Saya sempat bertanya pada penyuluh KB di RT tempat saya tinggal soal kepedulian kaum pria untuk urusan kontrasepsi. Menurutnya, kebanyakan kaum pria masih memandang bahwa KB adalah kewajiban istri saja. Bisa jadi, penyebabnya karena penyuluhan untuk kaum pria masih sangat kurang. Saya mencoba untuk bertanya juga pada bidan Delima di dekat rumah saya soal layanan konsultasi kontrasepsi untuk pria. Rupanya konsultasi untuk calon akseptor pria tak semudah untuk perempuan.
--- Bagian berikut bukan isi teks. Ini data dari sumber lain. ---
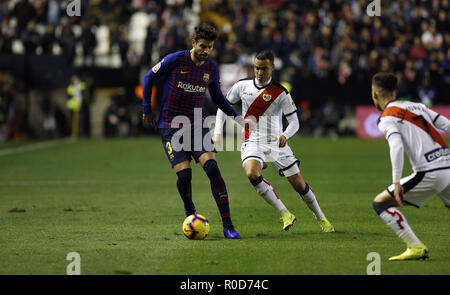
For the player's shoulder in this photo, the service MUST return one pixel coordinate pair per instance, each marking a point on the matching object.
(280, 86)
(248, 80)
(175, 56)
Harus janjian dulu karena dokternya tak selalu standby seperti halnya bidan.
Untuk mengikis stigma bahwa kontrasepsi adalah tanggung jawab perempuan, salah satu caranya adalah dengan konseling pra nikah perihal kontrasepsi untuk pria. Mengutip pernyataan dr. Hasto Wardoyo, Sp.OG(K), Kepala BKKBN, dalam Webinar bertajuk “Suami Hebat untuk Keluarga Sehat” sejak 20 bahkan 30 tahun yang lalu persentase pria sebagai akseptor KB tak pernah lebih dari 5 persen. Dan dari partisipasi pria dalam berkontrasepsi yang ala kadarnya itu, jumlah yang memilih vasektomi dari tahun ke tahun pun hanya berkisar di angka 0.2 persen.
Padahal, program MOP bebas biaya sudah diselenggarakan, bahkan di beberapa daerah nggak cuma bebas biaya tapi juga mendapat reward dari pemerintah daerahnya. Eh, tetap saja peminatnya masih jarang. Melek kontrasepsi memang seharusnya tak lagi dibahas secara malu-malu, kok. Jangan sampai, sepuluh tahun lagi, stigma bahwa perempuanlah yang wajib memakai kontrasepsi masih ada. Mungkin nggak, ya?